In my view, there is a sharp disparity between the impact of fines on large household name firms and those further down the scale. In the case of the former, there have for example been a significant number of fines in respect of all the high street banks and their group members (referring in this case only to RBS, Barclays, Lloyds and HSBC groups). These covered a wide range of conduct, often historic events and diverse business areas. The fines will certainly have been economically significant for each institution (see for example the further £1bn provision by Lloyds for PPI claims). The impact is still likely to be proportionately greater for smaller firms for whom the prospect of a financial penalty and the costs of contesting this may be ‘life or death’ issues
Are banks and corporations seeing fines as ‘just another cost of doing business’?
I mention above (and only by way of example) the multiple fines that have been imposed on the high street banks since 2012 (there were others before this but it seemed reasonable to adopt a timescale of no more than five years). Where the number and amount of fines reach these levels, it is inevitable that the reputational impact of any single fine is diminished. There is also a risk that regulatory action may appear just as another cost of doing business, ie an occupational hazard that cannot altogether be avoided. It may be that further avenues will explored, such as restrictions on taking on new clients or doing certain kinds of business which may have an effect on financial services firm. See for example:
- the enforcement action against Sonali Bank (UK) Limited on 12 October 2016, fining it £3.2m for money laundering failures and preventing it from accepting deposits from new customers for 168 days
- action against WH Ireland for failings in relation to market abuse imposing a fine of £1.2m and restricting the firm from taking on new clients in its corporate broking division for a period of 72 days
This approach may be further explored and expanded by the regulators. Again, at the risk of repetition, we are likely to see a greatly increased focus on individuals.
How does the UK’s approach to dealing with corporate offences compare to other jurisdictions?

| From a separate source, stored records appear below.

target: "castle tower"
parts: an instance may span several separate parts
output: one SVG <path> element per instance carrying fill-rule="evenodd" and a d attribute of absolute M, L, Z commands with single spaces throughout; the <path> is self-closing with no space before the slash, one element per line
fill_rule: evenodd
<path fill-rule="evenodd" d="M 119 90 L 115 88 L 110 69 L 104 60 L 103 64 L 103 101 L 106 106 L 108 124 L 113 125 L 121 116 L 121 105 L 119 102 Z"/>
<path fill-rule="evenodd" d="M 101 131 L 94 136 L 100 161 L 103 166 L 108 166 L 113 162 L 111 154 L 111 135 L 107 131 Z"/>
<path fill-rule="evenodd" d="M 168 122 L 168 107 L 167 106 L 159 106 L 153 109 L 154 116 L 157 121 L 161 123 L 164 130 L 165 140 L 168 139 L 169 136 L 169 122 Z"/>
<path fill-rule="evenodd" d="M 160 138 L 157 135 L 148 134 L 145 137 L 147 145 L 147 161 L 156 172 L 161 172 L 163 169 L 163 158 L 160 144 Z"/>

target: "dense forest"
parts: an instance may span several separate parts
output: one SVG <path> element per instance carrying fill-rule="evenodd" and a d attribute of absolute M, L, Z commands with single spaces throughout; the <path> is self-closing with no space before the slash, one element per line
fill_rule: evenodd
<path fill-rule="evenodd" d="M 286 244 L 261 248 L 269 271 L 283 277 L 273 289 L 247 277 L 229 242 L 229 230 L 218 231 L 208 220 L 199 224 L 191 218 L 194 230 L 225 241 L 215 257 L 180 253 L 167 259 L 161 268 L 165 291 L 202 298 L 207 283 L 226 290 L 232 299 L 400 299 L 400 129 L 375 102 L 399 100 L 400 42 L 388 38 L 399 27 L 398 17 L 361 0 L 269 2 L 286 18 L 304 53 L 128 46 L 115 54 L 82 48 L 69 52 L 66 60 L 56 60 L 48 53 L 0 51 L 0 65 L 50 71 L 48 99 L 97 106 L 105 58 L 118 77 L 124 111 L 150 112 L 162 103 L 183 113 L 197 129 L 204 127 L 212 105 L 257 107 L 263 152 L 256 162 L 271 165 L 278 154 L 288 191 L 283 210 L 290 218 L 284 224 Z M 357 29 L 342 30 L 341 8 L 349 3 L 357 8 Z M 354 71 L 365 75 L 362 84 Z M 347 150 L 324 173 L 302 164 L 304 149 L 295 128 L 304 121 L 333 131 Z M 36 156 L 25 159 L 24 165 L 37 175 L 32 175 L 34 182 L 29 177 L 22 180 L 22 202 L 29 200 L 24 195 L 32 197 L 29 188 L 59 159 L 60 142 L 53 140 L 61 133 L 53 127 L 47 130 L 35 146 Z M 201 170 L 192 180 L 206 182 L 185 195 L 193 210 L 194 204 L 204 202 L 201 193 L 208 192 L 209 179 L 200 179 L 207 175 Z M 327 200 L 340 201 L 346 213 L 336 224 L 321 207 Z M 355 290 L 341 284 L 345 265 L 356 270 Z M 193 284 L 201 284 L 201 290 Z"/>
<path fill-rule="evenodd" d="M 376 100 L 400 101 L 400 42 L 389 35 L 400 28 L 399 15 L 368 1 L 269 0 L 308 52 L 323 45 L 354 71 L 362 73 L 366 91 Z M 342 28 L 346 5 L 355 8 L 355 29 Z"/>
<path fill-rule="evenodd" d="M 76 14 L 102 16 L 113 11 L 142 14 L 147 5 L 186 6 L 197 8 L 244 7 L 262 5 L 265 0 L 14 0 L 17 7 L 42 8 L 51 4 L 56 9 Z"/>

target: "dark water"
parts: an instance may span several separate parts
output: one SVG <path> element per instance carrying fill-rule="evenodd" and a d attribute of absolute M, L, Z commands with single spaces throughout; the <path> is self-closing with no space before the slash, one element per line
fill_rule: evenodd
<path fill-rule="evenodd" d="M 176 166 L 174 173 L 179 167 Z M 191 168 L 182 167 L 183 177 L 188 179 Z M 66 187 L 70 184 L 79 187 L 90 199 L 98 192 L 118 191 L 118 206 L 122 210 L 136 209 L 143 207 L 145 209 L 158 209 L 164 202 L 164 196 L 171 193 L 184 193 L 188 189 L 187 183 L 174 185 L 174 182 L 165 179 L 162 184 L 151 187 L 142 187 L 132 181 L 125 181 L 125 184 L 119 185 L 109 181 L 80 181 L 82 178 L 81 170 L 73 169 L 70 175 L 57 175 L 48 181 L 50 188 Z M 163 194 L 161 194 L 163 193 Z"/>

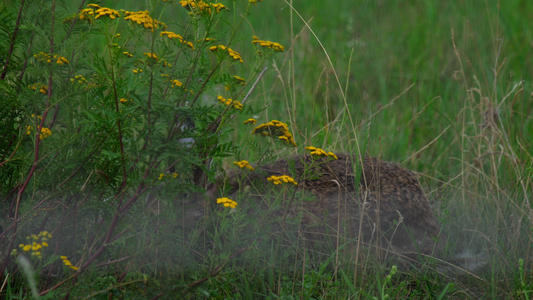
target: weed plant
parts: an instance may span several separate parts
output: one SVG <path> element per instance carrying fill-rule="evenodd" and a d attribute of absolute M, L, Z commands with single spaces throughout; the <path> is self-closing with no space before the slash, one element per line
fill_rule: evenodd
<path fill-rule="evenodd" d="M 2 2 L 0 297 L 531 299 L 532 4 L 352 2 Z M 206 195 L 305 148 L 418 171 L 448 257 Z"/>

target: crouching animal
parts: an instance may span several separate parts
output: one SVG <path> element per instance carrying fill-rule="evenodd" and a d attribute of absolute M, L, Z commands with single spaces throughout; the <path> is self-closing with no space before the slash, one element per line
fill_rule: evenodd
<path fill-rule="evenodd" d="M 295 156 L 256 166 L 255 171 L 233 172 L 208 195 L 220 196 L 223 187 L 225 195 L 234 195 L 243 185 L 264 187 L 267 178 L 288 175 L 298 183 L 298 195 L 313 198 L 288 200 L 289 210 L 301 215 L 306 240 L 362 238 L 379 256 L 431 255 L 440 229 L 416 175 L 375 157 L 337 158 Z"/>

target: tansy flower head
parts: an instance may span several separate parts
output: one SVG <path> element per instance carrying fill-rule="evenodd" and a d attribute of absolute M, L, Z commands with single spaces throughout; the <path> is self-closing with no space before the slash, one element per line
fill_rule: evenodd
<path fill-rule="evenodd" d="M 60 258 L 61 258 L 61 260 L 63 261 L 63 264 L 66 267 L 69 267 L 69 268 L 71 268 L 74 271 L 78 270 L 78 267 L 73 266 L 72 263 L 70 262 L 70 260 L 68 260 L 68 258 L 66 256 L 60 256 Z"/>
<path fill-rule="evenodd" d="M 34 54 L 33 57 L 35 57 L 38 61 L 46 61 L 47 63 L 55 61 L 58 65 L 64 65 L 69 63 L 68 59 L 61 55 L 54 54 L 54 56 L 51 56 L 50 54 L 44 53 L 42 51 L 37 54 Z"/>
<path fill-rule="evenodd" d="M 179 40 L 182 44 L 185 44 L 189 47 L 191 47 L 192 50 L 194 50 L 194 45 L 192 44 L 192 42 L 188 42 L 186 41 L 185 39 L 183 39 L 183 37 L 179 34 L 176 34 L 172 31 L 161 31 L 161 33 L 159 34 L 160 36 L 166 36 L 168 37 L 169 39 L 177 39 Z"/>
<path fill-rule="evenodd" d="M 94 13 L 96 14 L 96 17 L 94 17 L 95 19 L 99 19 L 102 17 L 109 17 L 111 20 L 114 20 L 120 17 L 120 14 L 118 13 L 118 11 L 108 8 L 108 7 L 100 7 L 97 10 L 95 10 Z"/>
<path fill-rule="evenodd" d="M 241 85 L 245 85 L 246 84 L 246 81 L 242 77 L 239 77 L 239 76 L 235 75 L 235 76 L 233 76 L 233 78 Z"/>
<path fill-rule="evenodd" d="M 333 159 L 338 159 L 337 158 L 337 155 L 335 155 L 333 152 L 326 152 L 320 148 L 316 148 L 316 147 L 313 147 L 313 146 L 309 146 L 309 147 L 305 147 L 306 150 L 309 150 L 309 152 L 311 153 L 311 155 L 316 155 L 316 156 L 324 156 L 324 157 L 331 157 Z"/>
<path fill-rule="evenodd" d="M 252 134 L 261 134 L 262 136 L 277 136 L 281 141 L 295 147 L 297 146 L 287 124 L 278 120 L 272 120 L 268 123 L 264 123 L 255 127 L 255 129 L 252 131 Z"/>
<path fill-rule="evenodd" d="M 42 252 L 41 249 L 43 247 L 48 247 L 48 243 L 45 242 L 49 238 L 51 238 L 52 235 L 48 233 L 48 231 L 41 231 L 39 234 L 32 234 L 26 237 L 28 240 L 28 244 L 20 244 L 19 248 L 22 249 L 24 252 L 28 252 L 31 256 L 35 256 L 39 259 L 42 258 Z"/>
<path fill-rule="evenodd" d="M 271 42 L 271 41 L 265 41 L 265 40 L 260 40 L 258 37 L 256 37 L 255 35 L 252 36 L 252 44 L 258 44 L 259 46 L 261 47 L 264 47 L 264 48 L 268 48 L 268 49 L 272 49 L 274 51 L 277 51 L 277 52 L 284 52 L 285 51 L 285 47 L 283 47 L 281 44 L 279 43 L 276 43 L 276 42 Z"/>
<path fill-rule="evenodd" d="M 132 23 L 142 25 L 144 28 L 150 29 L 151 31 L 154 31 L 154 28 L 162 27 L 163 29 L 166 29 L 167 27 L 165 23 L 152 19 L 147 10 L 138 12 L 126 11 L 124 13 L 126 14 L 124 20 L 129 20 Z"/>
<path fill-rule="evenodd" d="M 242 108 L 243 108 L 242 103 L 240 103 L 239 101 L 236 101 L 236 100 L 233 100 L 233 99 L 225 99 L 224 97 L 222 97 L 220 95 L 217 97 L 217 99 L 218 99 L 218 101 L 220 101 L 221 103 L 226 104 L 227 106 L 233 105 L 233 107 L 235 109 L 242 110 Z"/>
<path fill-rule="evenodd" d="M 222 10 L 229 10 L 224 4 L 222 3 L 210 3 L 210 2 L 204 2 L 204 1 L 196 1 L 196 0 L 181 0 L 180 5 L 182 7 L 187 8 L 188 10 L 192 10 L 193 12 L 199 12 L 201 14 L 210 15 L 213 8 L 216 13 L 219 13 Z M 189 14 L 193 14 L 193 12 Z"/>
<path fill-rule="evenodd" d="M 244 124 L 252 124 L 252 125 L 255 125 L 255 123 L 257 123 L 257 120 L 256 119 L 248 119 L 246 121 L 244 121 Z"/>
<path fill-rule="evenodd" d="M 237 207 L 237 202 L 229 199 L 229 198 L 218 198 L 217 199 L 217 204 L 222 204 L 224 207 L 230 207 L 230 208 L 235 208 Z"/>
<path fill-rule="evenodd" d="M 272 176 L 268 177 L 267 180 L 271 181 L 275 185 L 280 185 L 282 183 L 292 183 L 294 185 L 298 185 L 298 183 L 296 181 L 294 181 L 294 179 L 292 177 L 287 176 L 287 175 L 281 175 L 281 176 L 272 175 Z"/>
<path fill-rule="evenodd" d="M 43 127 L 41 128 L 41 134 L 39 134 L 39 139 L 44 139 L 52 135 L 52 130 L 50 128 Z"/>
<path fill-rule="evenodd" d="M 157 55 L 155 55 L 155 53 L 153 53 L 153 52 L 145 52 L 144 56 L 146 56 L 148 58 L 152 58 L 155 61 L 157 61 L 157 59 L 158 59 Z"/>
<path fill-rule="evenodd" d="M 228 51 L 228 54 L 229 54 L 229 56 L 231 58 L 233 58 L 234 60 L 238 60 L 241 63 L 243 62 L 241 55 L 237 51 L 232 50 L 231 48 L 228 48 L 228 47 L 226 47 L 224 45 L 211 46 L 211 47 L 209 47 L 209 50 L 211 50 L 211 51 L 217 51 L 217 50 Z"/>
<path fill-rule="evenodd" d="M 234 165 L 237 165 L 239 166 L 239 168 L 241 169 L 249 169 L 251 171 L 254 171 L 254 167 L 250 166 L 250 163 L 247 161 L 247 160 L 241 160 L 241 161 L 234 161 L 233 162 Z"/>
<path fill-rule="evenodd" d="M 48 93 L 48 87 L 42 83 L 30 84 L 28 85 L 28 87 L 34 91 L 36 91 L 37 88 L 39 88 L 39 93 L 43 95 L 46 95 L 46 93 Z"/>
<path fill-rule="evenodd" d="M 179 81 L 177 79 L 174 79 L 174 80 L 172 80 L 172 87 L 175 87 L 175 86 L 181 87 L 181 86 L 183 86 L 183 83 L 181 83 L 181 81 Z"/>

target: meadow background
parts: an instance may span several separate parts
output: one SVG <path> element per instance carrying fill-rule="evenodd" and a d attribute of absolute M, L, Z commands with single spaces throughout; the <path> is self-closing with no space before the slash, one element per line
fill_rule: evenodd
<path fill-rule="evenodd" d="M 177 2 L 154 3 L 99 5 L 151 12 L 155 7 L 152 16 L 169 25 L 183 26 L 187 20 L 188 11 Z M 221 3 L 230 9 L 220 23 L 225 28 L 220 37 L 228 40 L 231 24 L 243 16 L 248 2 Z M 80 4 L 56 5 L 75 13 Z M 2 8 L 16 12 L 18 5 L 4 2 Z M 214 158 L 219 169 L 210 178 L 236 160 L 271 161 L 304 153 L 310 145 L 335 153 L 367 152 L 417 172 L 449 241 L 450 256 L 477 255 L 484 266 L 460 275 L 435 271 L 431 264 L 391 271 L 390 265 L 373 262 L 338 264 L 298 246 L 255 245 L 252 237 L 257 232 L 251 228 L 256 227 L 246 222 L 257 218 L 255 226 L 265 226 L 268 214 L 261 213 L 235 216 L 219 211 L 219 219 L 210 225 L 218 228 L 216 233 L 191 237 L 173 227 L 183 214 L 173 220 L 176 211 L 167 206 L 166 213 L 148 215 L 144 201 L 139 201 L 128 216 L 136 233 L 114 242 L 83 274 L 49 276 L 58 274 L 54 270 L 43 272 L 48 276 L 30 275 L 38 278 L 39 291 L 46 291 L 43 297 L 531 299 L 533 2 L 265 0 L 249 13 L 231 46 L 245 63 L 227 70 L 245 78 L 253 73 L 246 65 L 255 53 L 252 35 L 278 42 L 285 51 L 265 62 L 268 69 L 247 99 L 246 110 L 225 123 L 220 139 L 232 150 Z M 7 44 L 8 34 L 4 32 L 2 44 Z M 85 47 L 102 52 L 104 44 L 96 38 Z M 219 88 L 206 90 L 200 101 L 213 101 Z M 286 122 L 298 147 L 251 136 L 250 127 L 242 125 L 251 117 Z M 9 154 L 2 153 L 0 163 L 8 161 Z M 15 180 L 6 171 L 9 166 L 0 167 L 0 184 L 11 188 L 1 189 L 4 230 L 12 222 L 7 208 L 13 203 L 12 191 L 29 169 L 17 165 Z M 48 184 L 52 190 L 56 185 Z M 22 238 L 37 233 L 40 227 L 32 224 L 47 222 L 32 205 L 55 197 L 35 190 L 31 194 L 21 222 L 26 228 L 19 227 Z M 67 234 L 83 245 L 70 249 L 69 258 L 81 260 L 84 251 L 95 250 L 90 246 L 94 237 L 82 237 L 94 228 Z M 7 235 L 3 238 L 0 246 L 7 249 Z M 192 246 L 198 243 L 201 249 Z M 56 245 L 55 254 L 68 248 Z M 3 259 L 9 255 L 3 250 L 1 254 Z M 291 267 L 281 267 L 287 264 Z M 0 293 L 26 297 L 28 275 L 17 271 L 14 262 L 9 266 L 0 274 Z"/>

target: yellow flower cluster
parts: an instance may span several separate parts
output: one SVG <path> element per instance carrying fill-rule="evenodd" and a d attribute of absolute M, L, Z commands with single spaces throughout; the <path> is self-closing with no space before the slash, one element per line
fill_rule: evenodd
<path fill-rule="evenodd" d="M 262 136 L 277 136 L 283 142 L 293 145 L 296 145 L 292 134 L 289 131 L 287 124 L 280 122 L 278 120 L 272 120 L 268 123 L 261 124 L 255 127 L 252 134 L 261 134 Z"/>
<path fill-rule="evenodd" d="M 209 3 L 209 5 L 211 5 L 216 11 L 217 13 L 219 13 L 221 10 L 225 9 L 225 10 L 229 10 L 226 6 L 224 6 L 224 4 L 222 3 Z"/>
<path fill-rule="evenodd" d="M 139 74 L 142 73 L 143 69 L 135 69 L 133 70 L 133 74 Z"/>
<path fill-rule="evenodd" d="M 255 170 L 254 167 L 250 166 L 250 163 L 247 160 L 234 161 L 233 164 L 239 166 L 239 168 L 241 169 L 246 168 L 246 169 L 249 169 L 250 171 Z"/>
<path fill-rule="evenodd" d="M 46 85 L 42 83 L 30 84 L 28 85 L 28 87 L 34 91 L 37 90 L 37 88 L 39 88 L 39 93 L 44 94 L 44 95 L 48 93 L 48 88 L 46 87 Z"/>
<path fill-rule="evenodd" d="M 91 4 L 89 4 L 89 5 L 91 5 Z M 87 20 L 90 23 L 93 22 L 93 18 L 94 18 L 94 9 L 92 9 L 92 8 L 84 8 L 84 9 L 80 10 L 80 13 L 78 14 L 78 19 Z M 70 18 L 68 20 L 70 20 Z"/>
<path fill-rule="evenodd" d="M 285 47 L 283 47 L 281 44 L 279 43 L 275 43 L 275 42 L 271 42 L 271 41 L 264 41 L 264 40 L 260 40 L 258 37 L 256 37 L 255 35 L 252 36 L 252 44 L 259 44 L 259 46 L 261 47 L 265 47 L 265 48 L 268 48 L 268 49 L 273 49 L 274 51 L 278 51 L 278 52 L 283 52 L 285 51 Z"/>
<path fill-rule="evenodd" d="M 52 238 L 52 235 L 48 233 L 48 231 L 41 231 L 38 235 L 32 234 L 26 237 L 29 244 L 20 244 L 19 248 L 24 252 L 30 253 L 31 256 L 42 258 L 41 249 L 43 247 L 48 247 L 47 241 L 50 238 Z M 16 254 L 16 252 L 13 254 Z"/>
<path fill-rule="evenodd" d="M 155 55 L 155 53 L 153 53 L 153 52 L 145 52 L 145 53 L 144 53 L 144 56 L 149 57 L 149 58 L 152 58 L 152 59 L 155 60 L 155 61 L 158 60 L 157 55 Z"/>
<path fill-rule="evenodd" d="M 305 147 L 305 150 L 309 150 L 311 152 L 311 155 L 325 156 L 325 157 L 331 157 L 333 159 L 338 159 L 337 155 L 335 155 L 333 152 L 326 153 L 326 151 L 320 148 L 313 147 L 313 146 Z"/>
<path fill-rule="evenodd" d="M 177 178 L 178 177 L 178 173 L 172 173 L 172 174 L 166 174 L 166 175 L 165 175 L 165 173 L 160 173 L 159 177 L 157 178 L 157 180 L 163 180 L 163 178 L 165 178 L 165 177 Z"/>
<path fill-rule="evenodd" d="M 169 39 L 178 39 L 180 41 L 180 43 L 182 44 L 185 44 L 189 47 L 191 47 L 192 50 L 194 50 L 194 45 L 192 44 L 192 42 L 188 42 L 186 40 L 183 39 L 183 37 L 179 34 L 176 34 L 172 31 L 162 31 L 160 34 L 160 36 L 167 36 Z"/>
<path fill-rule="evenodd" d="M 218 46 L 209 47 L 209 50 L 211 50 L 211 51 L 216 51 L 218 49 L 220 49 L 222 51 L 228 50 L 229 56 L 231 56 L 231 58 L 233 58 L 234 60 L 238 60 L 240 62 L 243 62 L 241 55 L 238 52 L 232 50 L 229 47 L 226 47 L 224 45 L 218 45 Z"/>
<path fill-rule="evenodd" d="M 272 183 L 274 183 L 275 185 L 282 184 L 283 182 L 285 182 L 285 183 L 293 183 L 294 185 L 298 185 L 298 183 L 296 181 L 294 181 L 294 179 L 292 177 L 287 176 L 287 175 L 281 175 L 281 176 L 272 175 L 272 176 L 268 177 L 267 180 L 268 181 L 272 181 Z"/>
<path fill-rule="evenodd" d="M 61 260 L 63 261 L 63 264 L 65 266 L 71 268 L 74 271 L 78 270 L 78 267 L 73 266 L 72 263 L 70 262 L 70 260 L 68 260 L 68 258 L 66 256 L 60 256 L 59 258 L 61 258 Z"/>
<path fill-rule="evenodd" d="M 229 198 L 218 198 L 217 199 L 217 204 L 222 204 L 224 205 L 224 207 L 230 207 L 230 208 L 235 208 L 237 207 L 237 202 L 229 199 Z"/>
<path fill-rule="evenodd" d="M 89 4 L 89 5 L 98 6 L 97 4 Z M 94 11 L 94 13 L 96 14 L 96 17 L 94 17 L 95 19 L 107 16 L 111 20 L 114 20 L 114 19 L 120 17 L 120 14 L 118 13 L 118 11 L 116 11 L 114 9 L 111 9 L 111 8 L 108 8 L 108 7 L 99 7 L 98 6 L 98 9 L 96 9 Z"/>
<path fill-rule="evenodd" d="M 54 54 L 54 56 L 52 57 L 50 56 L 50 54 L 44 53 L 42 51 L 38 54 L 34 54 L 33 57 L 40 61 L 46 61 L 47 63 L 51 63 L 53 59 L 58 65 L 64 65 L 69 63 L 68 59 L 61 55 Z"/>
<path fill-rule="evenodd" d="M 139 25 L 143 25 L 144 28 L 149 28 L 152 31 L 154 31 L 154 28 L 161 27 L 163 28 L 163 30 L 167 28 L 167 25 L 165 25 L 165 23 L 159 22 L 156 19 L 152 19 L 152 17 L 150 17 L 150 13 L 147 10 L 138 12 L 126 11 L 124 13 L 126 14 L 124 20 L 130 20 Z"/>
<path fill-rule="evenodd" d="M 257 120 L 253 119 L 253 118 L 250 118 L 250 119 L 244 121 L 244 124 L 252 124 L 252 125 L 254 125 L 255 123 L 257 123 Z"/>
<path fill-rule="evenodd" d="M 83 77 L 83 75 L 76 75 L 74 76 L 74 78 L 70 78 L 70 82 L 74 81 L 78 81 L 79 84 L 89 84 L 89 82 L 87 81 L 87 79 L 85 79 L 85 77 Z"/>
<path fill-rule="evenodd" d="M 31 131 L 33 130 L 33 126 L 26 127 L 26 135 L 30 135 Z M 52 130 L 47 127 L 41 128 L 41 133 L 39 134 L 39 139 L 42 140 L 44 138 L 47 138 L 52 135 Z"/>
<path fill-rule="evenodd" d="M 238 83 L 240 83 L 241 85 L 245 85 L 246 84 L 246 80 L 242 77 L 239 77 L 237 75 L 233 76 L 233 78 L 235 78 L 235 80 L 237 80 Z"/>
<path fill-rule="evenodd" d="M 133 54 L 129 53 L 128 51 L 124 51 L 122 54 L 126 55 L 127 57 L 133 57 Z"/>
<path fill-rule="evenodd" d="M 128 102 L 128 99 L 120 98 L 120 100 L 118 100 L 118 101 L 120 101 L 120 103 L 126 103 L 126 102 Z M 131 101 L 131 100 L 129 100 L 129 101 Z"/>
<path fill-rule="evenodd" d="M 44 139 L 52 135 L 52 130 L 50 128 L 43 127 L 41 128 L 41 134 L 39 134 L 39 139 Z"/>
<path fill-rule="evenodd" d="M 181 83 L 181 81 L 179 81 L 177 79 L 174 79 L 174 80 L 172 80 L 172 86 L 171 87 L 175 87 L 175 86 L 181 87 L 181 86 L 183 86 L 183 83 Z"/>
<path fill-rule="evenodd" d="M 215 9 L 217 13 L 219 13 L 221 10 L 229 10 L 224 4 L 222 3 L 206 3 L 204 1 L 196 1 L 196 0 L 181 0 L 180 5 L 185 8 L 198 10 L 201 13 L 211 14 L 211 7 Z"/>
<path fill-rule="evenodd" d="M 252 4 L 257 4 L 257 2 L 263 2 L 263 0 L 248 0 Z"/>
<path fill-rule="evenodd" d="M 217 97 L 218 101 L 220 101 L 221 103 L 224 103 L 226 104 L 227 106 L 229 105 L 233 105 L 233 107 L 235 109 L 238 109 L 238 110 L 242 110 L 242 103 L 240 103 L 239 101 L 237 100 L 233 100 L 233 99 L 225 99 L 224 97 L 218 95 Z"/>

I see the UK regime as being very much a home grown product. Fines have increased in both the US and the UK since the financial crisis and UK levels still tend to be lower than in the US. I deal with this in more detail in relation to the last question below.
How much of the UK’s approach is inspired by other jurisdictions, such as the US?
I do see the UK jurisdiction as primarily home-grown. The tendency to increase fines has followed the US (though fines have yet to reach US levels). The splitting of regulatory authorities into the ‘twin peaks’ of the FCA and PRA may also be seen as involving a step in the same direction as other regulatory systems, though thankfully the position in the UK does not resemble that in the US with its complex layers of federal and state authorities which may have concurrent jurisdiction (and differing views on relevant conduct).
I see the UK regulators and the UK regulatory system overall much more as leaders than followers—I have a minority view that the EU has been mutually beneficial for both the UK and other EEA members as regards the content of regulation (and not just commercial opportunities for passporting etc)—see for example, the Markets in Financial Instruments Directive 2014/65/EU (MiFID II) and the Mortgage Credit Directive 2014/17/EU which draw heavily on the existing UK regulatory framework. I am concerned that both UK and EU regulation will suffer in terms of quality if there are not satisfactory arrangements post-Brexit for involvement of UK regulators and involvement by a larger number of authorities in setting standards.